Genetiği değiştirilmiş tohumlar, böceklerin ve virüslerin sebep olduğu hastalıklara karşı direnç gösterir. GDO ağırlıklı olarak mısır, soya, pirinç, pamuk ve kolzada bulunmaktadır.

GDO`lu ürünler en çok ABD, Arjantin, Kanada ve Çin`de üretilmektedir. GDO`lu ürünlerin dünyada 70 milyar dolarlık bir pazara ulaştığı bilinmektedir.

GDO`lu ürünler tüketiciler açısından birçok belirsizliği ortaya koymaktadır. Alerjik reaksiyonlar, antibiyotik direnç genlerinin insan vücuduna yerleşebilmesi, toksik etkiler gibi olumsuzluklar söz konusudur.

Ülkemizde yaklaşık 2 milyon ton soya, 1,5 milyon ton mısır açığı bulunmaktadır. Mısır ve soyanın üretim açığını kapatmak üzere  GDO`lu ürün ithalatına başvurulmaktadır. Oysa üretim alanlarını genişleterek bu açığı gidermek mümkündür. İhtiyaç duyulan arazi soya için 5 milyon dekar. mısır için ise 1.5 milyon dekar civarındadır.

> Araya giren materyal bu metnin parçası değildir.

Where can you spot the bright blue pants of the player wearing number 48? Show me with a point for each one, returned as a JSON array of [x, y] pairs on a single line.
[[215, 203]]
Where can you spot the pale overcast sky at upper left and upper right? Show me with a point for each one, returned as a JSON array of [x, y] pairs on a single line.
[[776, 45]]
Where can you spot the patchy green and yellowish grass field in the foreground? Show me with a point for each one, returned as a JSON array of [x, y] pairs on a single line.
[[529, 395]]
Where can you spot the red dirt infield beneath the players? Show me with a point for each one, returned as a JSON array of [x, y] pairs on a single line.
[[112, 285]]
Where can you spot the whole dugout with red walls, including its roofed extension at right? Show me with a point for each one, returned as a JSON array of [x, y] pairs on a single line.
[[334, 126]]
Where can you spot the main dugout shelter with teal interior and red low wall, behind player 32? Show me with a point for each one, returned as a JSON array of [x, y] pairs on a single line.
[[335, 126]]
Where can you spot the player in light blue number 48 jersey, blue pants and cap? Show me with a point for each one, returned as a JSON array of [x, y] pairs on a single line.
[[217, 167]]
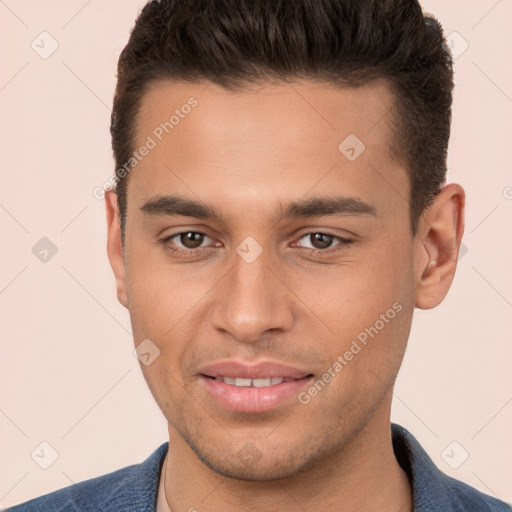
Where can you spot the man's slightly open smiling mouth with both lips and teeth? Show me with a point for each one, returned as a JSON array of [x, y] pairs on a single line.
[[241, 387]]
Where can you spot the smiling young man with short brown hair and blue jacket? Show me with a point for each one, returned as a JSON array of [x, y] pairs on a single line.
[[280, 210]]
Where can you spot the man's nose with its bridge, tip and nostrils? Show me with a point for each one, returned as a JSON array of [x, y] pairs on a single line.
[[251, 301]]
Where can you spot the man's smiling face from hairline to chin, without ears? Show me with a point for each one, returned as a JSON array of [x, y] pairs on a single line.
[[256, 282]]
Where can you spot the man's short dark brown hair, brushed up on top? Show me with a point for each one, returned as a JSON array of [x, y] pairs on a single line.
[[347, 42]]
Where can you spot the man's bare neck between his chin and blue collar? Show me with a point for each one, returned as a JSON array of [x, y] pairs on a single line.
[[363, 476]]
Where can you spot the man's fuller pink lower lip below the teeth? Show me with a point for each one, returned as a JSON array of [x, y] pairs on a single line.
[[252, 399]]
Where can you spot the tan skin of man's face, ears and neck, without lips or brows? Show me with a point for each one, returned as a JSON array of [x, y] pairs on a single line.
[[247, 154]]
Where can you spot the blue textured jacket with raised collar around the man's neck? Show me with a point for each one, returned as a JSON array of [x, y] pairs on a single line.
[[134, 488]]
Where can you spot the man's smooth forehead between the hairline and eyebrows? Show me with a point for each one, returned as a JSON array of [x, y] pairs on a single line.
[[266, 139]]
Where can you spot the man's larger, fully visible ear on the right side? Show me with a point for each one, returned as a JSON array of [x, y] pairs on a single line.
[[437, 248]]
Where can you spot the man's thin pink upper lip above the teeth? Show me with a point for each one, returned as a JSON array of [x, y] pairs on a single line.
[[260, 370]]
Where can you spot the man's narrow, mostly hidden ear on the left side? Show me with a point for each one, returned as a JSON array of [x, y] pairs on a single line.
[[114, 246]]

Hayvancılık ve yem sektörü toplantılarında sektör temsilcileri ve bir grup akademisyen üretim açığını kapatmak için GDO`lu mısır ve soyayı ön plana çıkararak ithal edilmesinin önemini vurgulamaktadırlar.

Neoliberal politikalar çerçevesinde sürdürülen tarımsal uygulamalar sonucunda son 10 yılda tarım arazilerimizde 27 milyon dekar bir azalma olmuştur. Mazot, gübre, ilaç, su gibi üretim girdileri çok pahalıdır. Üreticiler bu nedenle yavaş yavaş üretim alanlarını terk etmektedir.

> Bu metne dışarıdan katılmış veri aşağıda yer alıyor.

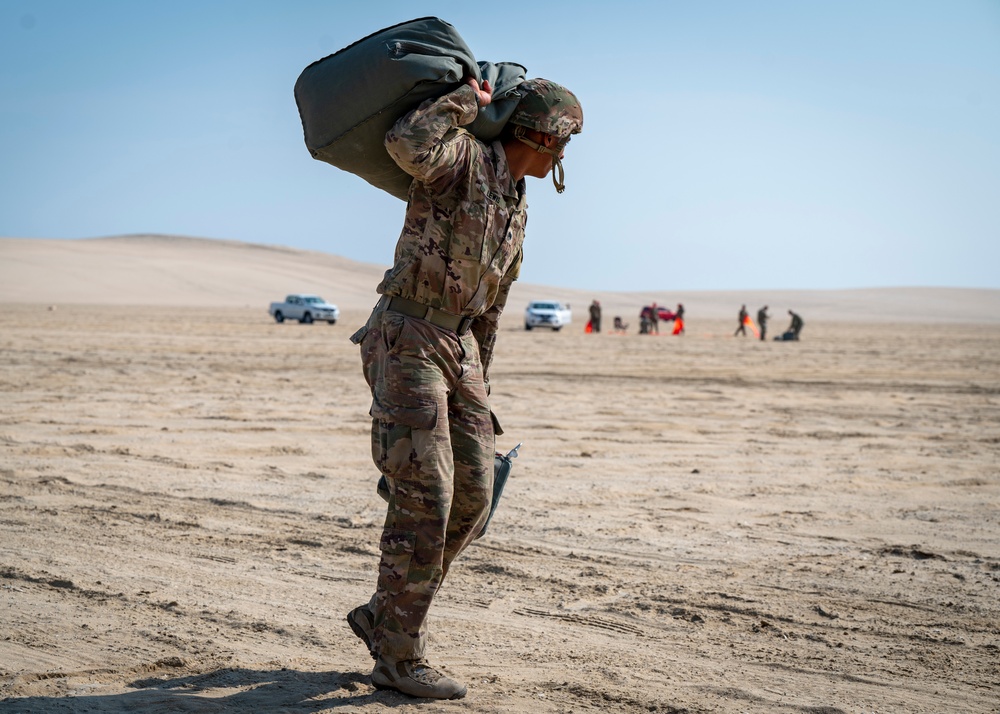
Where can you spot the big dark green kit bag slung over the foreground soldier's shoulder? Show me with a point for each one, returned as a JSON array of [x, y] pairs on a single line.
[[350, 99]]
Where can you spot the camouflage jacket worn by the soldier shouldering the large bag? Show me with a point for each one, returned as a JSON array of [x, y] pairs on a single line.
[[460, 248]]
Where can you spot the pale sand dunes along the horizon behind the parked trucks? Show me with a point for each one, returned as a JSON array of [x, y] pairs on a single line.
[[168, 270]]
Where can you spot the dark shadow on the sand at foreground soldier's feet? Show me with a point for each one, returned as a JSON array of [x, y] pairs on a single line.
[[225, 690]]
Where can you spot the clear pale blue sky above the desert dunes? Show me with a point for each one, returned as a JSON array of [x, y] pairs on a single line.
[[727, 144]]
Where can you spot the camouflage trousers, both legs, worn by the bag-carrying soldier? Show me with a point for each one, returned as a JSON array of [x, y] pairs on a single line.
[[432, 438]]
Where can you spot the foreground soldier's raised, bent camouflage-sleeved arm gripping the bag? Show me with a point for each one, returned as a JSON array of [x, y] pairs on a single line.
[[424, 142]]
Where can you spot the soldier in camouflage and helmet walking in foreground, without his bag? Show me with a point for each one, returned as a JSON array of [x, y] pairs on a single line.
[[427, 347]]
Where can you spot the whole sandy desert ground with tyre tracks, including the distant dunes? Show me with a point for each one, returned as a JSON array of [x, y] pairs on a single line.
[[700, 523]]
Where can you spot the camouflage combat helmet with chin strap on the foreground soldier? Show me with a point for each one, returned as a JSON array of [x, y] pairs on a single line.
[[551, 109]]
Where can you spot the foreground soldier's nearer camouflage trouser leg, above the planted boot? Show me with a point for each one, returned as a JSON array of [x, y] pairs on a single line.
[[412, 448]]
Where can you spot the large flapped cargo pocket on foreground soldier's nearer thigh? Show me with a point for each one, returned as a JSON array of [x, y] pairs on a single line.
[[395, 416]]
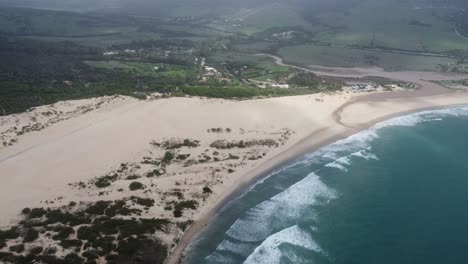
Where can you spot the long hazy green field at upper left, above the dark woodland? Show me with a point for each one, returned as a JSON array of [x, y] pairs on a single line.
[[94, 30]]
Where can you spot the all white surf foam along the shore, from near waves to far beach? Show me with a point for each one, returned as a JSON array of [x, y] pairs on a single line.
[[272, 215]]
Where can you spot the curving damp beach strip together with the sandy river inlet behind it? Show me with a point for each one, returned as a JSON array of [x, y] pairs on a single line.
[[357, 114]]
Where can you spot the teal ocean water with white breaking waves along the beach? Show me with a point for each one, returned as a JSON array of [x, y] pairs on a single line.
[[396, 193]]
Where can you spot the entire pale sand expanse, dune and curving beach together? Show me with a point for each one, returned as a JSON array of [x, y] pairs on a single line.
[[53, 150]]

GDO`lu mısır ve soya ithalatına izin verilmesi ülkemiz kaynaklarının yabancı ülkelerin refahına sunulmasından başka bir sonuç doğurmamaktadır. Biyogüvenlik Kurulu daha önce de 16 Temmuz 2015 tarihinde GDO`lu 3 mısır ve 2 soya çeşidinin ithalatına izin vermiştir.

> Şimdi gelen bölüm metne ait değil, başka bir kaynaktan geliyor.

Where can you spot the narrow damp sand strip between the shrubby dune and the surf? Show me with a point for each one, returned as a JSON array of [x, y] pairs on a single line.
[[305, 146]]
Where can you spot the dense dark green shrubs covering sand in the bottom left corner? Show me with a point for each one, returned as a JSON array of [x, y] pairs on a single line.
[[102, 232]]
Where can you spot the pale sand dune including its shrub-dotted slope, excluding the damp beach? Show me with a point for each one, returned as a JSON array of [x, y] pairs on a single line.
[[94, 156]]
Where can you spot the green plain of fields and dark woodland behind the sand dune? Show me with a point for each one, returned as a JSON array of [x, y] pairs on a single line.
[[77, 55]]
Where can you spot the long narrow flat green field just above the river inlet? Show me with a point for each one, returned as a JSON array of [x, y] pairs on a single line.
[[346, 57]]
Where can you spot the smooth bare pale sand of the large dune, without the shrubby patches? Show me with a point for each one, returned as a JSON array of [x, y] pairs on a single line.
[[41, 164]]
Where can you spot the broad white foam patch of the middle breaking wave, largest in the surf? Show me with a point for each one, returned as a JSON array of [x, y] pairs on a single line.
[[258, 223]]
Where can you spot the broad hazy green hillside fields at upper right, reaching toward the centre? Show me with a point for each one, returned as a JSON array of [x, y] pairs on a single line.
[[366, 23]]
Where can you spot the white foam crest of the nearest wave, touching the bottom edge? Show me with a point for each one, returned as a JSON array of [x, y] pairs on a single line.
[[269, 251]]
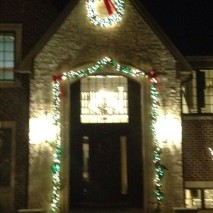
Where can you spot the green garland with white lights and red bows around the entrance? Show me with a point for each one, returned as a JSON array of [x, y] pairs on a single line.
[[57, 93]]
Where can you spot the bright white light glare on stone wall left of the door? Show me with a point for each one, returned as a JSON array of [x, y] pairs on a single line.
[[42, 129]]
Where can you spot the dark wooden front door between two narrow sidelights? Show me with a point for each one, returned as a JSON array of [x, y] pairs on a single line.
[[104, 167]]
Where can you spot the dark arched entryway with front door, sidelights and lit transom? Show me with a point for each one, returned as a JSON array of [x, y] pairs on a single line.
[[105, 153]]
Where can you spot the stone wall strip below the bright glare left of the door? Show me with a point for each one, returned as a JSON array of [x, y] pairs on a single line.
[[40, 187]]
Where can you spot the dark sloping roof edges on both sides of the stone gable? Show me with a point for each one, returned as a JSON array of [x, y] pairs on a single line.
[[27, 62]]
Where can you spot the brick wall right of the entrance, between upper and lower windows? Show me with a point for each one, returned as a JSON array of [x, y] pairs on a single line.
[[197, 138]]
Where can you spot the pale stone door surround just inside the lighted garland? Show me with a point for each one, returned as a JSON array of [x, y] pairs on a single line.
[[146, 146]]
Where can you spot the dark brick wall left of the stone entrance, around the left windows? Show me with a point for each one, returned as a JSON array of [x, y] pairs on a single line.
[[35, 17]]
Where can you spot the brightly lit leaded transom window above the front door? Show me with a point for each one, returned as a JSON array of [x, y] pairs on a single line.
[[105, 83]]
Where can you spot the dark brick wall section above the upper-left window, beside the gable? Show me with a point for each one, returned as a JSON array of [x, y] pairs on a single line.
[[36, 17]]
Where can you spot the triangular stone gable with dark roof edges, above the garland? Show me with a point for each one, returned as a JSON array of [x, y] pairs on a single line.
[[134, 38]]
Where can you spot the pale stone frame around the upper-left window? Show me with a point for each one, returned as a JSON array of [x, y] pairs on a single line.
[[17, 30]]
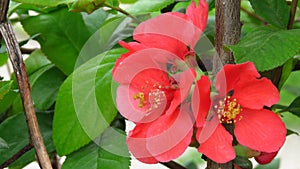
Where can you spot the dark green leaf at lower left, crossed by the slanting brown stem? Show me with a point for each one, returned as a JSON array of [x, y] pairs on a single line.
[[14, 131]]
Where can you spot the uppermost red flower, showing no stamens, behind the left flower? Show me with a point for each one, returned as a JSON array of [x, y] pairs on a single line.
[[179, 37]]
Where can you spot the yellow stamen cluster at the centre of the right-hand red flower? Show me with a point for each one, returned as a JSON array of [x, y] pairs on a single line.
[[228, 110]]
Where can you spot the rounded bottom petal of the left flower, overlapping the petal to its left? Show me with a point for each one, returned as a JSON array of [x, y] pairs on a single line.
[[170, 135]]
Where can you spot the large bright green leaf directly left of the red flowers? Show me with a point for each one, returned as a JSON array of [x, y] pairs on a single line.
[[84, 106]]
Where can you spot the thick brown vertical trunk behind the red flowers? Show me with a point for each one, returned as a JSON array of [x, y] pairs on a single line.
[[228, 30]]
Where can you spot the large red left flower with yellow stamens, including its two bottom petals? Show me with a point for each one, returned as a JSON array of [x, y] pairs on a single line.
[[150, 97]]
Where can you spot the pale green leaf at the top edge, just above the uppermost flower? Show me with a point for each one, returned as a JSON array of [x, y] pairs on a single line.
[[145, 6]]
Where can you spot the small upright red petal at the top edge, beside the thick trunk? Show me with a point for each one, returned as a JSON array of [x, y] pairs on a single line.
[[199, 14]]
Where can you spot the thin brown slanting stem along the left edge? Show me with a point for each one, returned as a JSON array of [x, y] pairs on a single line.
[[15, 57]]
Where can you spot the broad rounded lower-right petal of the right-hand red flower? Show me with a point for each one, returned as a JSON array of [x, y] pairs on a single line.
[[260, 130]]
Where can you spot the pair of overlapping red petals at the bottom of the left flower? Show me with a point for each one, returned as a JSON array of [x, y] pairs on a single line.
[[163, 139]]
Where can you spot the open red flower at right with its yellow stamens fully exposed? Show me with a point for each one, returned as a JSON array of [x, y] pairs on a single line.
[[241, 100]]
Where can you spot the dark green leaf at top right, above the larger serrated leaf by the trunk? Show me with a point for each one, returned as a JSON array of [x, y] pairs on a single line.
[[275, 12]]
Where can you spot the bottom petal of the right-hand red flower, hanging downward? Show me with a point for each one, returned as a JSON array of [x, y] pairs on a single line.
[[219, 146]]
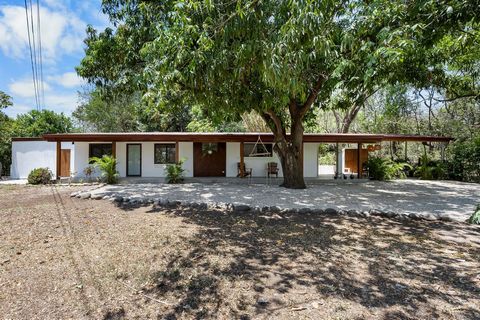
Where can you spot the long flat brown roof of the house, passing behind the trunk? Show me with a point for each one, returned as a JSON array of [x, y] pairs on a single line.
[[236, 137]]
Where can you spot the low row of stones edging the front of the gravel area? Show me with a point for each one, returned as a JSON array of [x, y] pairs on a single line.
[[244, 208]]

Biyogüvenlik Kurulu`nun kararları hem üretici hem de tüketici aleyhinedir. Ülkemiz insanı GDO konusunda artık bilinçlenmiştir. Ülkeye GDO`lu ürün girişi halkı tedirgin etmektedir. Bu sorunun acilen çözülmesi gereklidir.

Ülkemizde gerek mısır ve gerekse soya açığının kapatılması için yeterli miktarda arazi bulunmaktadır. Diğer taraftan sulamaya açılabilecek 26 milyon dekar alanımız mevcuttur. İhtiyaç duyduğumuz soya ve mısır için üretim dışında bırakılan 27 milyon dekar tarım arazisi ile sulamaya açılabilecek 26 milyon dekar tarım arazisi ihtiyacımıza cevap verecek düzeydedir.

Ucuz girdi sağlandığı takdirde çiftçiler mısır ve soya üretimine yöneleceklerdir. Bakanlığın bu konularda ciddi çalışmalar yapması sorunu çözecektir. Bu çalışmanın yapılması halinde ithal ürün yerine ülke içinde üretim yapmak mümkün olacaktır.

Türkiye`nin 2014 yılında yurtdışından ithal ettiği 2 milyon ton soya için 1.1 milyar dolar, 1.4 milyon ton mısır için de 360 milyon dolar, son 13 yılda ülkemizin ithal ettiği 13 milyon ton soya için 5.5 milyar dolar, 11 milyon ton mısır için 3 milyar dolar ithalat bedeli ödenmiştir.